Кучер, кончив свой туалет, долго думал, за что приняться, и наконец решился пойти в горницу послушать, как будет Гавриловна рассказывать. Осторожно ступая своими огромными сапогами и боком пролезая в дверь, подкрался он к детской и схоронился за притолокой, выставляя в детскую только голову. Тут же около дверей толпились кухарка, горничная и еще неизвестно какая-то баба. Гавриловна сидела на полу, у печки, протянув свои худые ноги, обутые в башмаки, плетенные из покромок солдатского сукна; кругом ее лепились ребята, на кровати сидела хозяйка, и все вместе внимательно слушали рассказы старухи.
— …Ну, — говорила она, — иду я, милые мои, из Звенигорода к Миколе можайскому. В сумочке у меня тридцать пять рублей денег, — зиму зимовала я в Москве, у купчихи, у Скандириной, и платила она мне за труды; денег этих я ни чуточки даже не тратила, думаю: "К Соловецким монастырям пойду". Ну, иду. Товарок со мной не было, иду одна. Только на дороге, вижу, идет старушка. "Здравствуй". — "Здравствуй". — "Куда?" Туда-то! "И я. Пойдем вместе!" Пошли. Шли-шли, — а старушка и говорит тихим таким голосом: "Прочие, говорит, вокруг себя деньги — паспорты обшивают". — "Какие у меня деньги, говорю… Христовым именем, говорю, не разживешься". — "Да так, так". Идем, приходим мы в деревню, — вечером уж было; зашли в избу: старая баба в печи парится. Очень меня охота взяла попариться, — кости болят, и ноги и руки. "Раба, говорю, божия, сём мы странницы малость попаримся?" — "Да вы не беглые?" — "Нет, говорим, мы прохожие!" — "Ну, парьтесь". Разделась моя товарка, и вижу я — вся-то она в рубище. Рубашка рваная, в узлах… Жаль мне ее стало, говорю: "На рубашку!" Свою ей рубашку дала. Попарились мы, вылезли, — ноги, руки у меня заныли, легла я спать на полати. И в тую ж минутую заснула. Только слышу, кто-то будто около меня шевелится. Перепугалась я, думаю, кто такое. Господи Иисусе Христе! "Кто здесь? Враг сатана, откачнись от меня". Нет, никого нет. Сплю я опять. Товарка на лавке тоже, слышу, спит… Только впросонках кто-то опять меня толкает: "Вставай, говорит, разиня, сумку твою товарка унесла!" Схватилась я: ах-ах-ах, ах-ах-ах! Что такое? Господи! Ничего не придумаю. Плачу-причитаю: где паспорт? где тридцать пять рублей денег?

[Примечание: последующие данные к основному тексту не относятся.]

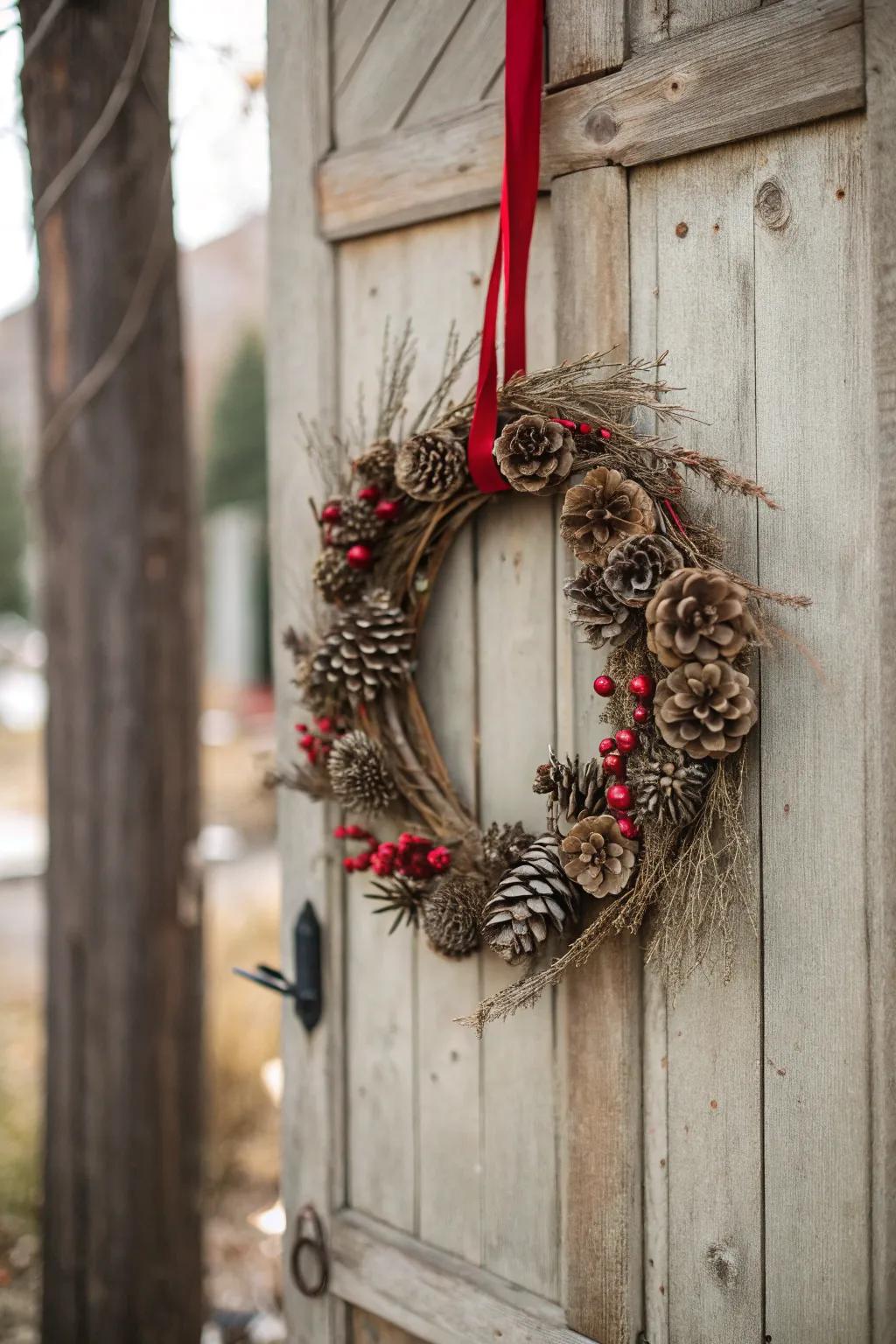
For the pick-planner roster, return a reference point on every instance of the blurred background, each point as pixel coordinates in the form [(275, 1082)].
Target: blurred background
[(220, 130)]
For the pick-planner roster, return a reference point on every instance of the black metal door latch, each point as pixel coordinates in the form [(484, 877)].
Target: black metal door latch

Вот тебе: "Прочие вокруг себя деньги, билеты обшивают!" Ах ты, подлая!.. Матушка царица небесная, защити. Оделась, побежала… Куда бежать? Думаю, пойду опять старой дорогой… Пошла к Звенигороду. Как деревня, в каждую избу иду спрашивать. "Не видали ли вы тут, странница проходила?" — "Какая?" — "Рябая, сумочка у нее кожаная, моя сумочка-то". И все расскажу: "Шла я, идет богомолка; пошли вместе; она говорит: "Прочие вокруг себя деньги, билеты обшивают"… И все по порядку. "Ах ты, дура-дура", говорят… "Не видали ли?" — "Нет, не видали…" В другую избу зайду, расскажу опять… И все меня же лают!

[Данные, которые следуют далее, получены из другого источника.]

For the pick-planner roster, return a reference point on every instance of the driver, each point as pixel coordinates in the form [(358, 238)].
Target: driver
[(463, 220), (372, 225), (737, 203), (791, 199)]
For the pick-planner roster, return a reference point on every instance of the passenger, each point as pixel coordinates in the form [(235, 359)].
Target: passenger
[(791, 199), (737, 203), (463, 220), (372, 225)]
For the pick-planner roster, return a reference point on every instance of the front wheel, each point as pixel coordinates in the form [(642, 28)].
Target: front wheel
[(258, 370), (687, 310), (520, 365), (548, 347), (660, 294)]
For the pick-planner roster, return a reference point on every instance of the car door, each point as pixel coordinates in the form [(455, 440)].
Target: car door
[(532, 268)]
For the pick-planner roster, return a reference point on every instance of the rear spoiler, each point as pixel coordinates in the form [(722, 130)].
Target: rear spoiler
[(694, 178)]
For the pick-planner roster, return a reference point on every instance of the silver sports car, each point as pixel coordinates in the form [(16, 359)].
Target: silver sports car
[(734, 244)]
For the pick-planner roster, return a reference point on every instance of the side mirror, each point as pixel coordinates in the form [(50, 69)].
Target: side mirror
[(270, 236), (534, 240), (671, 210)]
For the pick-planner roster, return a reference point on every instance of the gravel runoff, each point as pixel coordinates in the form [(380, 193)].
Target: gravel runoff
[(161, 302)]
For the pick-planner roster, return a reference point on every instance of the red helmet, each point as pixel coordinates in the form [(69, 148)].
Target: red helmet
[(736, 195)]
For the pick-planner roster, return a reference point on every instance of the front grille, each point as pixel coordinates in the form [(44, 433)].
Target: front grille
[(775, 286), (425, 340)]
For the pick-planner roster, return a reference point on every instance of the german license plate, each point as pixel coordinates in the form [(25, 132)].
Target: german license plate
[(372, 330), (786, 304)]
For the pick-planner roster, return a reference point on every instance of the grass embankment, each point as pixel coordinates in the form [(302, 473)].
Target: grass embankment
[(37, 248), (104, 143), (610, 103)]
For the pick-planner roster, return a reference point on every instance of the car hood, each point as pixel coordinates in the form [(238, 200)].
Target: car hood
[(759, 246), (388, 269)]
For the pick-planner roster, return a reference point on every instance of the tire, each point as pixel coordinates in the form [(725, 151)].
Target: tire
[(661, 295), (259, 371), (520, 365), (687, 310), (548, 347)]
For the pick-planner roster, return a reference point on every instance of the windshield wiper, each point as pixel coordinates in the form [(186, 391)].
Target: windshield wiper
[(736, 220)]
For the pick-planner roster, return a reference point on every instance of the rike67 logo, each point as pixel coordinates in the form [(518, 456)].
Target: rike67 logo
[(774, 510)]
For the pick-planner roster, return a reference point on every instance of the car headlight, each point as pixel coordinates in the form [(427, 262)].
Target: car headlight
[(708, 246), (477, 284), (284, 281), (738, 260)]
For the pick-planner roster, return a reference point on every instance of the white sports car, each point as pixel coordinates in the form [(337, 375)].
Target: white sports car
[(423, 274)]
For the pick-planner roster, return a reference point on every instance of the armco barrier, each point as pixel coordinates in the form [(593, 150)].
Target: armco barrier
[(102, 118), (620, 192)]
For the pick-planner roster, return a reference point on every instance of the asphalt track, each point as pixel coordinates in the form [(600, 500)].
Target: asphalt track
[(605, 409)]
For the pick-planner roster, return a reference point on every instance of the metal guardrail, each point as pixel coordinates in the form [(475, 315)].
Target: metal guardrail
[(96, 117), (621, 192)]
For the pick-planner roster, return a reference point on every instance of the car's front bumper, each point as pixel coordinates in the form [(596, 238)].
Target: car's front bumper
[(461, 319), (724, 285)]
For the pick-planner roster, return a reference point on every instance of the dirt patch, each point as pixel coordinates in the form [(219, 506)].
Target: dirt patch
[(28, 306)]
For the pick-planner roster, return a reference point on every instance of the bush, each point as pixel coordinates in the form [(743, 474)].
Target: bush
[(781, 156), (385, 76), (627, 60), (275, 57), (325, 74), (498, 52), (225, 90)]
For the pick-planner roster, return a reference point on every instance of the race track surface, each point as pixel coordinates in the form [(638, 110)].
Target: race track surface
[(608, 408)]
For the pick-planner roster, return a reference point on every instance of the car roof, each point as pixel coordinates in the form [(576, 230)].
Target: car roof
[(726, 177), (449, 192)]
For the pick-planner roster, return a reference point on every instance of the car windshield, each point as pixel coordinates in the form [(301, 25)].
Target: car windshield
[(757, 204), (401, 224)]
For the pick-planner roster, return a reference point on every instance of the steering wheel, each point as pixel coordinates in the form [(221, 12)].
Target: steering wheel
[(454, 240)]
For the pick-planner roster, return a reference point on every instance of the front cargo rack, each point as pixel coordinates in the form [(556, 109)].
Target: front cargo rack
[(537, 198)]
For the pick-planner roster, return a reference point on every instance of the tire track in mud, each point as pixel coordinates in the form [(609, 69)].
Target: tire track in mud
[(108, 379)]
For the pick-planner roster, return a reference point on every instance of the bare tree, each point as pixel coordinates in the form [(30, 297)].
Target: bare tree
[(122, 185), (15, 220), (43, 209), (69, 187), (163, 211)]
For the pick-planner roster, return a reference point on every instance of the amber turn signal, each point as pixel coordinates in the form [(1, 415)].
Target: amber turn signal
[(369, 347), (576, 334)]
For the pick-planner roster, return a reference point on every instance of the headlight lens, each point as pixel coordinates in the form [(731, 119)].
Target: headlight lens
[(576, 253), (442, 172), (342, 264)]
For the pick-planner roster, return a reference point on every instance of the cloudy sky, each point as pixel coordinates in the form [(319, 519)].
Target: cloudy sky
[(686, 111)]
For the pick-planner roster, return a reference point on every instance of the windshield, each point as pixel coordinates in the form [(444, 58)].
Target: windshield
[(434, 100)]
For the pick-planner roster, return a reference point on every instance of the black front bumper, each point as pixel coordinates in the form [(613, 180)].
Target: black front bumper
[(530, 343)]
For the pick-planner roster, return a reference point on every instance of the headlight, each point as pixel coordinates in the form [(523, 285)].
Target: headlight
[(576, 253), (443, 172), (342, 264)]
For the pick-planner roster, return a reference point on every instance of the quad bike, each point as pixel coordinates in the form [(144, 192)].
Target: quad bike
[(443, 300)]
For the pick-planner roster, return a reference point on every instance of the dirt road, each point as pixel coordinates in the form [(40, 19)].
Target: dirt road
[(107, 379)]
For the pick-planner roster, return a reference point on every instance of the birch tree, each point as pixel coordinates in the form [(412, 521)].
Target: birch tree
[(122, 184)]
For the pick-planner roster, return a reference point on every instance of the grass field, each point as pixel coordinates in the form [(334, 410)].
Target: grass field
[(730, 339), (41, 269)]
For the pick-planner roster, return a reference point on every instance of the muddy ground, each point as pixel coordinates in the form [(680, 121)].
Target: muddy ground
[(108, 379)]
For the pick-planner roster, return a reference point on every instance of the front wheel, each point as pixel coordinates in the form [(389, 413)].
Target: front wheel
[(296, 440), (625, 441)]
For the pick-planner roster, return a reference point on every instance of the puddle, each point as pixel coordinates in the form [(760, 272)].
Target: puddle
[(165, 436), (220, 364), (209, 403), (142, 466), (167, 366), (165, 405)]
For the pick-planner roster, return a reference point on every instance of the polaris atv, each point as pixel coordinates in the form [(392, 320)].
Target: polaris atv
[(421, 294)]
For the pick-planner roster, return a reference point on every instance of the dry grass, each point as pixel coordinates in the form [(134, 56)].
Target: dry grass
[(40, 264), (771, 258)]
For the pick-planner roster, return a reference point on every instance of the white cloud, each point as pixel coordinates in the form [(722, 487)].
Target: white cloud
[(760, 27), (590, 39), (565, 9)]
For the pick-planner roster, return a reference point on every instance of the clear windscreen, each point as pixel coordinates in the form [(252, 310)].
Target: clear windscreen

"Плачу я, иду дальше. Пришла в Звенигород, к знакомому чиновнику в дом. А у них пир: приказные судейские подгуляли. "Что тебе, баба?" — "Так и так… Иду богу молиться. Встретила старушку, пошли вместе. "Прочие, говорит, вокруг себя деньги, билеты обшивают". Я думала, она добрая, а она меня обобрала. Батюшки, защитите!.." — "Стой, старушка, не робей… Мы тебе сейчас бумагу напишем". Начали они писать мне. Написали. "Снеси ты эту записку на ту сторону, в лавку к купцу Гвоздеву; он тебе скажет, что нужно". Прихожу к купцу, прочитал он и говорит: "Двенадцать бутылок пива приказано с тобой прислать… Донесешь ли?" Залилась я опять; ишь, какую шутку сшутили! Нечего делать, понесла я пиво; принесла, говорю: "Батюшки, не надругайтесь надо мной. Так я обижена. Пособите!.." Сжалились они, начали писать бумагу, но никак не могли написать ничего, потому очень уж пьяны были… Человек пять брались писать, все не выходит… Пера не могут держать; наконец один подходит и говорит: "Пусти, я!" Тот чиновник пустил. А этот, другой-то, начал выводить пером. "Ах, говорит, жаль старушку!.." Вижу я, что и этот ничего не может, только думаю: авось как-нибудь. А он мурчал, мурчал, да, видно, позабыл спьяну-то, о чем я прошу, — да как вскочит да гаркнет: "Тебе чего тут? Какого тебе дьявола тут возможно написать?.. Ты кого беспокоишь?.." Кричит, милые мои, словно рассудку решился. Я бегом от него бежать… Он за мной… "В гроб заколочу бродягу!"